Die Renovierung des Landratsamtes erfolgte von Grund auf, d. h. das Gebäude wurde entkernt, sodass nur noch die Außenmauern standen. Es wurde eine komplett neue Haustechnik (Heizung, Sanitär, Lüftung) und Elektrotechnik (Stromversorgung, EDV-Vernetzung, Telefonnetz) installiert.
Im baulichen Bereich wurden Decken, Böden, Fenster, Türen, Wände, Einbauschränke, Anstrich, Fliesen, Nasszellen, Dacheindeckung, Außenanstrich sowie Hof- und Außenanlage erneuert.

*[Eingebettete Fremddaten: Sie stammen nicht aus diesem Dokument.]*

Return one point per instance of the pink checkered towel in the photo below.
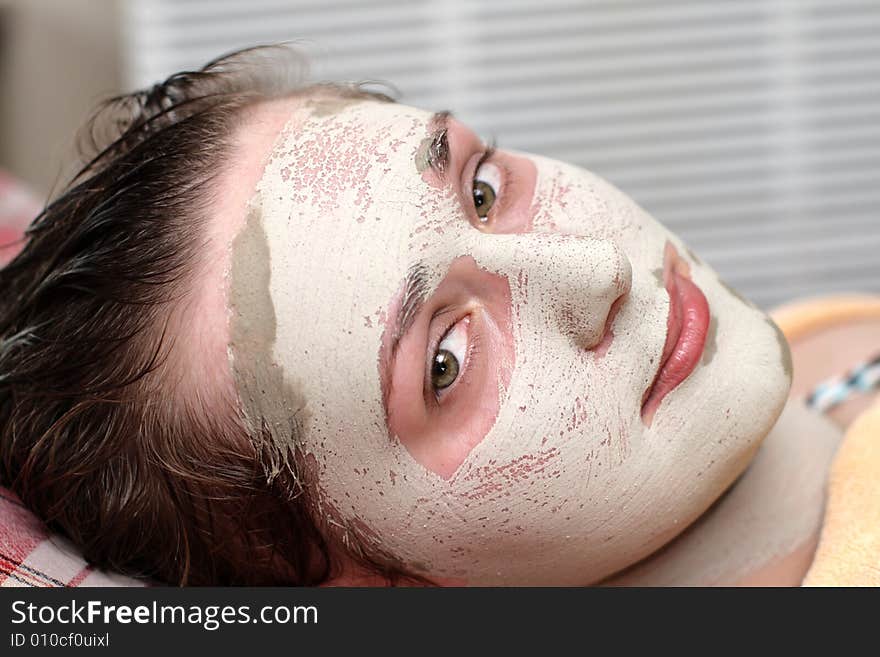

Die Innenarchitektur der Büro- und Sitzungsräume wurde sensibel an die Stengel-Architektur angepasst. Es sollte keine Konkurrenz zu dem großen Baumeister entstehen, sondern der Erfolg der Renovierung sollte in einem Unterordnen, Anpassen und dadurch einem Gleichklang der architektonischen Harmonie bestehen.
Das helle Stengel’sche Farbkonzept wird durch das gesamte Gebäude mitgetragen und spiegelt sich in den Einrichtungsgegenständen ebenso wie in der Außenfassade wider.
Die Fassade
Die Fassade des Witwenpalais in Ottweiler ist von auffälligem Reichtum. Es handelt sich um eine dreigeschossige fünfachsige Fassade.

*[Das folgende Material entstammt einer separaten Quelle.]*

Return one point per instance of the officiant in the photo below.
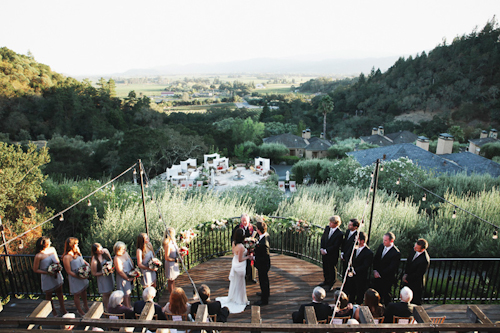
(249, 231)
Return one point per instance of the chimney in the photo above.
(445, 144)
(381, 130)
(423, 143)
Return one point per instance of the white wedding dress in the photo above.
(236, 300)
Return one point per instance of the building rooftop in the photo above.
(448, 163)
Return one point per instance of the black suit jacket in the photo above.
(213, 308)
(416, 269)
(388, 265)
(332, 244)
(400, 309)
(348, 244)
(322, 310)
(262, 257)
(362, 263)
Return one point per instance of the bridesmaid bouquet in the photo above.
(107, 268)
(135, 273)
(154, 263)
(183, 251)
(54, 268)
(83, 271)
(249, 244)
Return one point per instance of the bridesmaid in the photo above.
(44, 257)
(171, 261)
(106, 284)
(123, 265)
(72, 260)
(145, 253)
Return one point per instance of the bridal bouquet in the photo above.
(183, 251)
(249, 244)
(54, 268)
(83, 271)
(187, 236)
(107, 268)
(135, 273)
(154, 263)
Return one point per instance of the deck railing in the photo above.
(448, 279)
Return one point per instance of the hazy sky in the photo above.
(108, 36)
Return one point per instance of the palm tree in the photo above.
(326, 105)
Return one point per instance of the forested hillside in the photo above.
(462, 77)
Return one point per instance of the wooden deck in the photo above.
(292, 281)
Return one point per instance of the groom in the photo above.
(263, 262)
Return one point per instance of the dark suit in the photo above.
(356, 286)
(400, 309)
(248, 233)
(213, 308)
(139, 306)
(331, 258)
(263, 264)
(387, 268)
(415, 270)
(322, 311)
(347, 247)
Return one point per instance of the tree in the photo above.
(20, 188)
(325, 106)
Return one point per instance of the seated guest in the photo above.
(148, 295)
(214, 308)
(344, 308)
(115, 305)
(372, 301)
(400, 309)
(321, 309)
(177, 304)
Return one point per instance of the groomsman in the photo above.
(417, 265)
(249, 231)
(263, 262)
(347, 246)
(385, 266)
(330, 245)
(357, 284)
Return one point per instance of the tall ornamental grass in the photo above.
(180, 209)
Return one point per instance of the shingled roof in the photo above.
(390, 139)
(448, 163)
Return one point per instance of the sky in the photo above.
(107, 36)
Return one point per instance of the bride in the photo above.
(237, 300)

Das Erdgeschoss ist ungegliedert, lediglich vertiefte rechteckige Wandfelder rahmen hier die Fenster. Damit ist das Erdgeschoss als Sockelgeschoss ausgewiesen.
Darüber erhebt sich das Hauptgeschoss, die Beletage, gefolgt von einem niedrigen Halbgeschoss, dem Mezzanin.
Die beiden oberen Stockwerke sind durch eine ionische kolossale Pilastergliederung verklammert. Ein strenges kanonisches Gebälk bildet den oberen horizontalen Abschluss. Flammenvasen bekrönen als Attikaschmuck den Bau.
Alle Fenster besitzen profilierte Rahmungen und reich strukturierte Schlusssteine und schließen stichbogig ab.
Die kolossale Pilastergliederung zeichnet den Bau aus. Allein dadurch kann die Hypothese von einem großen Schlosskomplex widerlegt werden. Stengel hat niemals einen Nebenflügel mit einer Pilastergliederung gestaltet. Selbst an seinen großen Schlossbauten in Saarbrücken und Dornburg, die fürstliche Residenzen waren, wurde allein der Mittelbau, das Corps de Logis, mit Pilastern gegliedert. Die Nebenflügel besitzen stets nur Ecklisenen. Die besondere Gestaltung des Baus in Ottweiler verfolgte den Zweck, kenntlich zu machen, dass dies ein fürstliches Stadtpalais ist.
Die Vorbilder für den Bau in Ottweiler sind eindeutig zu bestimmen. Französische Stadtpalais, wie sie in Nancy entstanden waren oder bei Boffrand im „Livre d’Architecture“ abgebildet sind, zeigen die Gestaltung vorgebildet. Die Gliederung mit Sockelgeschoss und Kolossalordnung, die Haupt- und Mezzaningeschoss verklammert, dürfte Stengel direkt aus den französischen Vorbildern entnommen haben.
Letztlich gehen diese klassizisierenden architektonischen Gestaltungsideen aber auf Werke der italienischen Hochrenaissance zurück. Stadtpalazzi von Andrea Palladio sind die wohl bekanntesten Bauten, die solche Gestaltungen erstmals zeigen.
Das Witwenpalais in Ottweiler ist das einzige fürstliche Stadtpalais, das Friedrich Joachim Stengel erbaut hat. Mit seiner sehr strengen klassizisierenden Gliederung gehört es zu den Werken Stengels, die sich am stärksten an französische Vorbilder anlehnen.